We recently voted a specific "Cromwell-style" inputs/outputs (https://github.com/openwdl/wdl/pull/357) as the required format that all engines must minimally support. We do not restrict additional input/output formats.

ianfore commented 4 years ago

Picking up on how files from a WES run might be accessed.

For the DNAstack WES server you need access to the bucket in GCP in order to access the file based outputs.

For the most part direct bucket access isn't being considered and I can see why not.

You had asked elsewhere if DRS would be an option. Certainly worth looking at. In fact we can test out aspects of this now. Seven Bridges DRS makes any file in a workspace available through DRS.

One of my FASPScripts uses the SB API directly to submit a task rather than WES. I did it for a placeholder until an SB WES server is available. The resulting file is stored in my SB project. I added a script to check for task completion, get the file (DRS) ids and use DRS to download the resulting files. Again it has to use the SB API to query the task and get the ids, but it wouldn't need any WES changes to do this. It would work just as you outlined for WDL and return the DRS id as a string.

Files are represented by a string, however there is no information communicated that they are actually files, other than the fact that the WDL itself defines that they are files.

The case for stricter typing you've made above could well be applied though. The WES server and the organization within which it exists would need to provide the DRS ids and a server to get them. However, the SB set up suggests that's not a huge lift beyond what they do anyway.

This does lead to revisiting some assumptions about DRS, but I'll hold that for elsewhere.

ruchim commented 3 years ago

To me it sounds like we're talking about a GET /outputs for a given workflow ID? Where the response type is a key/value mapping of name/and output value (be it a file ref, string, int etc)

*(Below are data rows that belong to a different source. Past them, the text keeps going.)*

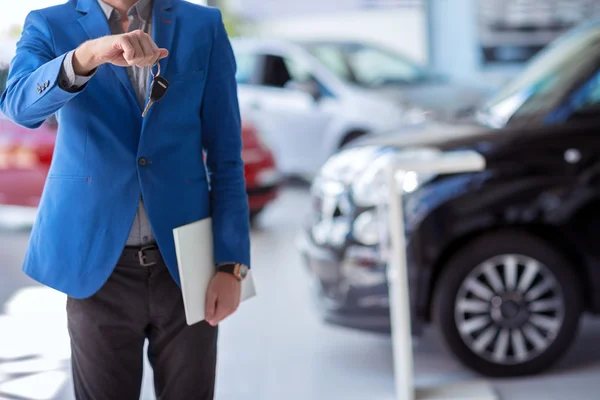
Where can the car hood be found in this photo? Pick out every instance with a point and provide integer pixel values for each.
(441, 135)
(443, 100)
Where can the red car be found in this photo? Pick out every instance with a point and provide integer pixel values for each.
(25, 157)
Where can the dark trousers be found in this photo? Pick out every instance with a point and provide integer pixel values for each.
(108, 331)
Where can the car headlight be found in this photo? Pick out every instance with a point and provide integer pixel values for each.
(370, 187)
(365, 228)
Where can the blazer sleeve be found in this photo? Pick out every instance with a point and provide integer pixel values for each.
(222, 142)
(32, 91)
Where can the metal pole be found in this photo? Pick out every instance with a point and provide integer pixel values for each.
(397, 272)
(397, 275)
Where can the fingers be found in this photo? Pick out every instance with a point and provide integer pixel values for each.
(223, 310)
(140, 50)
(163, 53)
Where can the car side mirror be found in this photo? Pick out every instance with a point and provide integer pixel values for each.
(310, 87)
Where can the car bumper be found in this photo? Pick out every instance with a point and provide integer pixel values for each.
(346, 292)
(349, 291)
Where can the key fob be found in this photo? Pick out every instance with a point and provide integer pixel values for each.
(159, 88)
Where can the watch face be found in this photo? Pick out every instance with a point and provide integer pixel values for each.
(243, 271)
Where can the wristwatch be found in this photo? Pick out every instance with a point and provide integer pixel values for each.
(240, 271)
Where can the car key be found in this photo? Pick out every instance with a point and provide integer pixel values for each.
(158, 88)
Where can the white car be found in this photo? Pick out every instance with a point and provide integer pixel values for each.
(311, 98)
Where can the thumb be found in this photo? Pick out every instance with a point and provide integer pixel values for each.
(211, 306)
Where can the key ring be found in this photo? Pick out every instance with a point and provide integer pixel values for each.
(152, 68)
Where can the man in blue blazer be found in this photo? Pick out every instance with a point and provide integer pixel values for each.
(119, 183)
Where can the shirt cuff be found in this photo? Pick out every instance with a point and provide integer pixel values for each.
(68, 79)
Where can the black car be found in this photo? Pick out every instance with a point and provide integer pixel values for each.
(504, 260)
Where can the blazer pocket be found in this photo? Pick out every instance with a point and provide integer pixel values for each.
(71, 178)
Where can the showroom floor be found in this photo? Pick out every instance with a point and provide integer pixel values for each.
(275, 347)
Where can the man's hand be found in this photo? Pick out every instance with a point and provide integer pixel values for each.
(133, 48)
(223, 297)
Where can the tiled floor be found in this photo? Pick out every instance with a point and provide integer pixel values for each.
(274, 348)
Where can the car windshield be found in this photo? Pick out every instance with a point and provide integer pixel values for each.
(547, 78)
(366, 65)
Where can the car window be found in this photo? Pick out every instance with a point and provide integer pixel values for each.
(588, 99)
(278, 71)
(246, 67)
(547, 79)
(367, 65)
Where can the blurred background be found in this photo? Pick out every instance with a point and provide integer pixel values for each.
(503, 267)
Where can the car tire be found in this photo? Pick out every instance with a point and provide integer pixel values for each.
(468, 321)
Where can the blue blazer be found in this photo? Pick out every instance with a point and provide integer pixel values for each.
(95, 180)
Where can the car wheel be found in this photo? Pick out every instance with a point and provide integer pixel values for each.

ianfore commented 3 years ago

Some progress made on this in this notebook albeit on a different WES implementation. A difference from how it was being discussed above is that you don't explicitly say "put the result in this DRS location" . It just happens. You can then pick up the results from the DRS service run by the same provider. You have to do a separate authentication for the DRS service though - the irony being that it's the same set of credentials as for the WES. The other part is that the script did have to do the download rather than having it pushed. Other than that it seems very convenient to use.

Raises the question whether a WES server would also have a companion DRS for results. I suspect that for the most part if you have compute privileges on a system you will have storage privileges too. This might be a common pattern and therefore worth supporting e.g. that the WES authentication serves for the DRS retrieval too.